Lundgren: The military is obviously a huge audience for me. I don’t know how many DVDs they sell to the military but there’s quite a few (of my movies) on all the bases. For “Expendables 2,” we went to the Marine Corps in San Diego. It’s great watching films like this with them because that’s there business—killing people and blowing shit up—so they love it.
Q: Jean-Claude’s character kills a lot of innocent people in this.
Lundgren: Yeah, he went nuts. I got off easy.
Q: Is there something you wouldn’t do on film, that’s off limits?
Lundgren: Like killing kids? It depends on the script and how clever the story is. I suppose there would be some limit. Henry Fonda got a script from Sergio Leone for “Once Upon a Time in the West.” He cast him to play the bad guy and it starts with him killing his family. They wondered why he cast Henry Fonda. But then, Leone explained to Fonda how he would shoot the scene, and after five minutes (Fonda) said he’d do it because he realized the guy was a genius. It didn’t matter (that his character) killed the family because it’s such a beautiful scene how they shot it. He realized the guy was an artist so it didn’t matter (how horrific the scene was).
Q: You shot “Universal Soldier” in Eastern Europe and this one in Baton Rouge. Where do you think you’d like to take it next?
Lundgren: A Bollywood musical? (He chuckles.)
Q: Stallone has made the announcement that Nic Cage will be coming in for “Expendables 3.”
Lundgren: I almost forgot about that. (He chuckles.)
Q: Are you coming back for that sequel and what can Nic bring to the franchise?
Lundgren: I don’t know if I’m back. I haven’t seen a script but Cage is, of course, a great actor and he will balance the cast, I’m sure. He was supposed to be in “Expendables 2.” But I guess it didn’t work out. He could play some more verbally driven character to balance all the guys that run around grunting and killing people, like me. (He laughs.)
Q: What are you developing through your production company? Are you going to make movies like this or are we going to see you as a French teacher?
Lundgren: Chemical engineering teacher is what I had in mind. (Note: Lundgren holds a master’s degree in chemical engineering from the University of Sydney in Australia) A priest? A psychiatrist? No, really, I’m interested in smaller movies if I was going to direct something that isn’t action or maybe has some action.
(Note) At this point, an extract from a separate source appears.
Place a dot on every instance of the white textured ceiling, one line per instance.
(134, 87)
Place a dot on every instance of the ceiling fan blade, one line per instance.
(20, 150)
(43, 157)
I’d like to do something different from what I’ve done as an actor. I’m looking at doing something in Europe that’s more of a period piece, and there’s a small movie set in L.A. that’s about something else. It’s not about guys driving tanks and killing each other. I’ve directed some movies just to get some experience with scripts that were sent to me or things that I didn’t feel totally passionate about, but I learned from them. So I want to find something that I really feel for before I direct anything else.
Q: So you haven’t heard anything about “Expendables 3” yet?
Lundgren: No. I don’t know what’s going on. I haven’t heard anything.
Q: Sylvester Stallone probably won’t get you the script until two weeks beforehand.
Lundgren: He’ll probably get me cheap again too.